A recent decision by the Seventh Circuit Court of Appeals addressed the sometimes hostile relationship between the government and the whistleblowers it relies on to prosecute False Claims Act (“FCA”) actions. The resulting opinion was twofold:

  • If the government wants to dictate FCA litigation it must intervene in the lawsuit; and
  • The government has the right to dismiss an action over a whistleblower’s objection without providing a rational basis for the decision.

The facts underlying U.S. ex rel. CIMZNHCA, LLC v. UCB, Inc., et al.[1] set the perfect stage for this decision. The whistleblower—CIMZNHCA, LLC—is an organization, the product of a group of investors who endeavored to profit from FCA actions.[2] The organization and its sister companies filed similar qui tam actions across the country, many of which have encountered swift dismissal by the government seeking to curb the monetization of the FCA and for lack of merit. The same was true here.[3] The whistleblower objected arguing the Ninth Circuit’s decision in Sequoia Orange[4] supplied the proper standard of review, and that the government could not show a rational relationship between its decision to dismiss and a valid government purpose.[5] The district court agreed.

On appeal, the government argued that the district court should not have applied this “rational basis” test created by the Ninth Circuit.[6] Instead, it argued the Seventh Circuit should apply the standard found in the D.C. Circuit’s decision in Swift[7], which grants the government “unfettered discretion to dismiss.”[8] The whistleblower maintained its position and also argued that the Court of Appeals lacked jurisdiction because the government never intervened in the case, thus it was not a party and the order on its motion to dismiss was not a final appealable order.[9]

The Seventh Circuit provided a thorough analysis of party status and its jurisdiction, ultimately holding that the analysis was mostly unnecessary as the government’s motion to dismiss could easily be implied to act as a motion to intervene.[10] The Court held that the FCA requires the government to intervene to actively participate in the lawsuit, stating emphatically “The government cannot eat its cake and have it too. If the government wishes to control the action as a party, it must intervene as a party…”[11]

Having implied intervention, the Court then addressed which test it should apply to the government’s right to dismiss the lawsuit. In a truly scholarly manner, the Seventh Circuit bypassed a comparison of the Ninth Circuit’s “rational basis” test to the D.C. Circuit’s authorization of free rein. Instead, the Court simplified the argument and relied on the Federal Rules of Civil Procedure.[12] The Seventh Circuit clarified that FRCP 41(a)(1)(A)(i) gives the plaintiff—here the government, now that it was deemed to have intervened—an “absolute” right to dismiss before an opposing party serves either an answer or a motion for summary judgment.[13]
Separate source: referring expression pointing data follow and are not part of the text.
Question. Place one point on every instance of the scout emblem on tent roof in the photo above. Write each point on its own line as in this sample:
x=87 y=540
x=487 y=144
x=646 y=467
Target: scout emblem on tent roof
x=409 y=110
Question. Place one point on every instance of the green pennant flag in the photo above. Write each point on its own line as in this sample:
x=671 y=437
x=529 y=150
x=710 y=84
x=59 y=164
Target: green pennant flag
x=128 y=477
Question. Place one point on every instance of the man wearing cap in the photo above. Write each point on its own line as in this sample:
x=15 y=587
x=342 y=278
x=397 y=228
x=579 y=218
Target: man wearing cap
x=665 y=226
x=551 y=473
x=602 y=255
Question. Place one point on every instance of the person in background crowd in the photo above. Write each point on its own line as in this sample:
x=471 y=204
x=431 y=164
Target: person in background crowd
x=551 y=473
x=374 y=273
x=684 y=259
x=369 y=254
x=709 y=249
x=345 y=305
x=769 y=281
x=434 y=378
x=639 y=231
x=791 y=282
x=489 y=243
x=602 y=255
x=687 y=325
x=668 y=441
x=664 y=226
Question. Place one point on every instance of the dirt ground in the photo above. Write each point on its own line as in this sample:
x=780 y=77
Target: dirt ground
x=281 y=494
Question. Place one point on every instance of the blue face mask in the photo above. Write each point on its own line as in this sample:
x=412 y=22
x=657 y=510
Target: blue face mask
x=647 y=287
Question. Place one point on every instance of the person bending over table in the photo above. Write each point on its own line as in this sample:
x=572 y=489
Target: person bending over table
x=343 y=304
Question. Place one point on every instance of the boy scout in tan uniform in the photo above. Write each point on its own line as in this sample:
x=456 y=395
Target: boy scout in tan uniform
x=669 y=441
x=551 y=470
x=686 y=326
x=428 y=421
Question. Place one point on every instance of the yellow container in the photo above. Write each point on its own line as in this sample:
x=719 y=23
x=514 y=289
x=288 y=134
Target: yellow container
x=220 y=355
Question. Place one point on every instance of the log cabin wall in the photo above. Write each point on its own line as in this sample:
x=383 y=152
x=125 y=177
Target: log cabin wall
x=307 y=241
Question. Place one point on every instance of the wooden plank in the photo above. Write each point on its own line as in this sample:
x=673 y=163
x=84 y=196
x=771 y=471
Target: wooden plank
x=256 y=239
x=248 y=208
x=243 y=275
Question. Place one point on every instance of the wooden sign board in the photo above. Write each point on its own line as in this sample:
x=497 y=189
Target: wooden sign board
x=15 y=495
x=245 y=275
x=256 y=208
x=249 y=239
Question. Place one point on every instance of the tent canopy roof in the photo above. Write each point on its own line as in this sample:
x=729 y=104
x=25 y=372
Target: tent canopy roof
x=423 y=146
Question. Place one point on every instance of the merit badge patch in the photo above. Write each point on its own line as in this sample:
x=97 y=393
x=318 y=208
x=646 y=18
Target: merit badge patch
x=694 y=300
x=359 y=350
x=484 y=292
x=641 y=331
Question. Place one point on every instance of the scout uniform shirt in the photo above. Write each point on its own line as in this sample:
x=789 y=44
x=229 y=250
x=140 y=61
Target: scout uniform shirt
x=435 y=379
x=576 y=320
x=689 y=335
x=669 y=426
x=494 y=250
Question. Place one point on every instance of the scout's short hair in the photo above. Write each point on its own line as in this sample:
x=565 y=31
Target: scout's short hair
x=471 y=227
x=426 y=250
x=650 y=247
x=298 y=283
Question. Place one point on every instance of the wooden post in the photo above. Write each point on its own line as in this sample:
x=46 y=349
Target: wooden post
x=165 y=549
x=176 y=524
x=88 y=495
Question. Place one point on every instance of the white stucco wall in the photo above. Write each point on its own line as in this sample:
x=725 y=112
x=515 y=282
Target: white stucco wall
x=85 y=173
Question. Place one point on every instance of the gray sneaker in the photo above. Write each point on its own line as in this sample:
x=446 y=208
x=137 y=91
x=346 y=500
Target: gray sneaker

The Court delicately aligned that procedural right with the FCA itself. The FCA requires a whistleblower who objects to dismissal be provided notice and an opportunity to be heard.[14] That statutory provision, the Court held, is a congressional safeguard to ensure the government and whistleblower communicate, but does not preclude the applicable rules of civil procedure.[15] With this clarification, the Seventh Circuit held that the government had the absolute right to dismiss the lawsuit against the whistleblower’s objection.[16]

The Seventh Circuit rounded out its decision with a lesson in statutory interpretation by discrediting the whistleblower’s argument and the Ninth Circuit holding in Sequoia Orange, holding that the FCA does not impose a heightened standard for dismissal by the government.[17] Instead, the Seventh Circuit stated that “If Congress wishes to require some extra-constitutional minimum of fairness, reasonableness, or adequacy of the government’s [decision to dismiss], it will need to say so.”[18]

This case leaves open the question of how a court would interpret this rule later in the case. Here, the Court interpreted this rule when the complaint had yet to be answered. Given the Seventh Circuit’s clarification of FRCP 41(a)(1)(A)(i), it could be argued that the government would not have an absolute right to dismiss an action if an answer or a dispositive motion has been filed leaving defendants on the hook for fees associated with briefing and discovery if a whistleblower chooses to continue litigation without the government’s support.